By Evans Dakwa
“Anyone who wants to pay their fare using ZiG must show me where I can use it first, or better still go and buy roasted maize with the ZiG, if they accept it, then I will gladly accept it too, why do commuters want to start with me.”
This was a conversation Ziyah News Network had with one commuter omnibus operator in the Harare capturing the mood in the capital in as far the acceptance of ZiG is concerned, wait and see.
While big retailers have been accepting the new currency, the same cannot be said in the transport sector, small retailers popularly known as tuckshops and fresh vegetable buzzing market of Mbare Musika, the hub of small enterprises.

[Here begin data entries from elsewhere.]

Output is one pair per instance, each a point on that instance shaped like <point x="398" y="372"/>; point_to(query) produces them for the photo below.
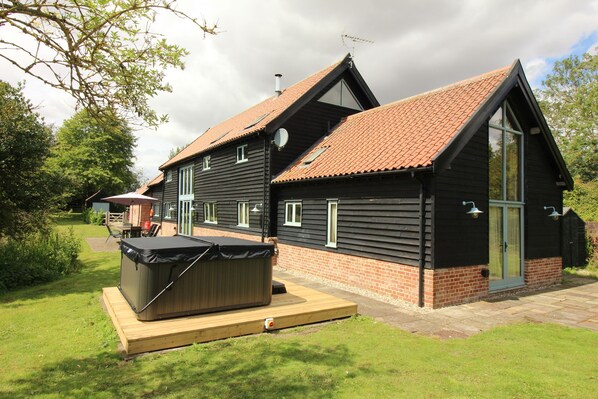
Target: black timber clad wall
<point x="377" y="218"/>
<point x="312" y="122"/>
<point x="227" y="182"/>
<point x="171" y="193"/>
<point x="542" y="234"/>
<point x="460" y="240"/>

Commuters have been the hardest hit as their fares have been rounded off to the next whole number rendering urban transportation very expensive, short routes like Harare CBD Parirenyatwa are going for a dollar, a 100% increase from the usual fare.
The hesitancy in the market probably explains why Finance Minister Mthuli Ncube issued a press statement trying to reassure the transacting public that the Government has put in place mechanism to shore up the ZiG.

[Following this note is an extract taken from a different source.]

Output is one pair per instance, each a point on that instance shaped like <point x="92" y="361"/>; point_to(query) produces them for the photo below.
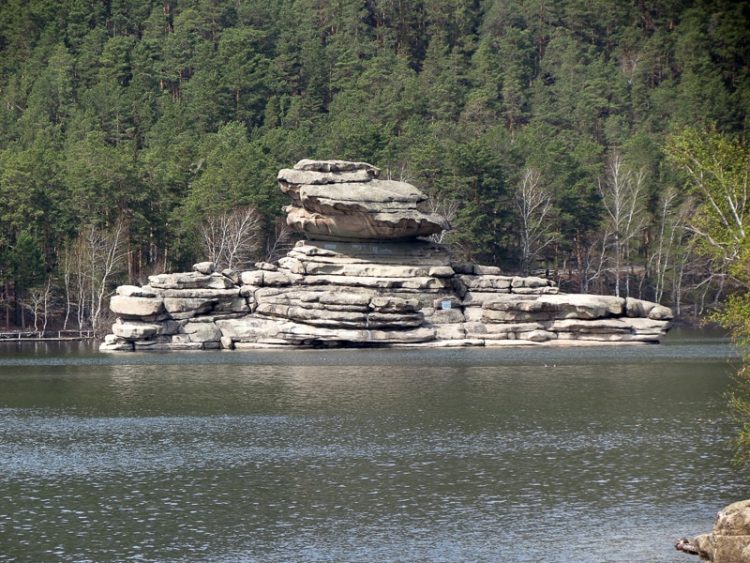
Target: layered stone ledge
<point x="327" y="294"/>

Confederation of Zimbabwe Retailers (CZR) president, Denford Mutashu whose sector is crucial to the acceptance of the new currency said the convertibility of the ZiG in the market would be key to driving its acceptance across the economy.

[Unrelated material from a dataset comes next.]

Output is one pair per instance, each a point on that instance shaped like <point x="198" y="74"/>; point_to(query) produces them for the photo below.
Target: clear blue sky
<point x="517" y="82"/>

“The manufacturers’ plight regarding access to forex is realistic, some of them are sitting on as much as ZiG 180 million, which could not be used to secure the required foreign currency suppliers of raw materials need,” he said.
“This whole matter rest with the Reserve Bank and the financial service sector, there has got to be a way to capacitate banks, lubricate banks or oil banks so that they have got sufficient foreign currency for supporting the productive sector transactions,” added Mutashu.